Peruntungan Si Nyonya Tua berubah ketika Antonio Conte masuk bertepatan dengan rampungnya pengerjaan Juventus Stadium di musim 2011/2012. Saat itu pula, Bianconerri sukses mendapatkan Andrea Pirlo secara gratis dari AC Milan serta Arturo Vidal dari Bayer Leverkusen dengan banderol sekitar 10 juta Euro. Scudetto (2011/2012) pertama usai Calciopoli pun kembali ke Turin.
Namun, eks pelatih Bari ini meninggalkan pertanyaan besar, karena nyatanya, walau mendominasi Italia, Juventus era Conte tak mampu berbicara banyak di kompetisi Eropa.

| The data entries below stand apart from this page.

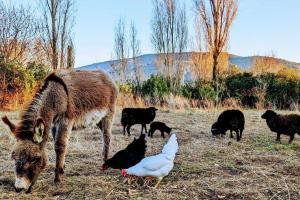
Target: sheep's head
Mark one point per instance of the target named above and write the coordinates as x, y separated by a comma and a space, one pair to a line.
215, 130
153, 109
269, 114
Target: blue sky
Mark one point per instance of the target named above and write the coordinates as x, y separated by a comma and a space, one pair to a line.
263, 27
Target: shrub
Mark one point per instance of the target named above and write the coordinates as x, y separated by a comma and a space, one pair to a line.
201, 91
156, 86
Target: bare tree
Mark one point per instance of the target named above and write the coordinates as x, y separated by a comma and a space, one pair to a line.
17, 31
266, 64
121, 48
56, 29
169, 37
135, 52
70, 56
216, 25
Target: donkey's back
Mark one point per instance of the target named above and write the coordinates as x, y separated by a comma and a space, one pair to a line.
89, 91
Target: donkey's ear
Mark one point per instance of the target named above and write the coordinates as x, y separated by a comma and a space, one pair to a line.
9, 124
39, 131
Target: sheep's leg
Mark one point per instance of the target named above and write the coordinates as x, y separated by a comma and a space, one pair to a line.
238, 138
124, 129
60, 145
150, 133
145, 126
128, 129
162, 134
241, 132
158, 182
278, 138
142, 128
291, 138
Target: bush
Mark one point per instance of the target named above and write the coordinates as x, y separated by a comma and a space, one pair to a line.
281, 91
199, 91
156, 87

Memasuki musim 2014/2015, tanda-tanda Juventus bakal mengalami kemunduran tercium, setelah Conte memilih menanggalkan posisinya sebagai pelatih kepala yang kemudian digantikan oleh Massimiliano Allegri. Tapi keraguan akan Allegri dijawab tuntas pelatih kelahiran Livorno tersebut.
Juventus meraih Scudetto keempat beruntun dan final Liga Champions untuk pertama kali setelah 1996. Sayangnya kali ini Si Kuping Besar gagal kembali ke Turin karena kehebatan Lionel Messi, Neymar dan Luis Suarez.
Namun tahun ini Juventus kembali menatap Si Kuping Besar setelah maju ke semifinal Liga Champions menghadapi AS Monaco. Skuat Juve kali ini bisa dikatakan yang terbaik dalam kurun waktu satu dekade terakhir usai Calciopoli.
Lini depan Juve yang mengandalkan Gonzalo Higuin, Dybala, Mario Mandzukic dan Juan Cuadrado terbukti merepotkan lawan-lawannya baik di Italia mau pun Eropa. Di lini tengah, Juve menemukan pengganti Pirlo pada diri Miralem Pjanic. Belum lagi, pertahanan kuat berlapis dengan pengamanan gawang oleh Gigi Buffon memperjelas bahwa inilah tahunnya Juve di Eropa.
Jadi, (seharusnya) ini tahun kejayaan Juventus di Eropa.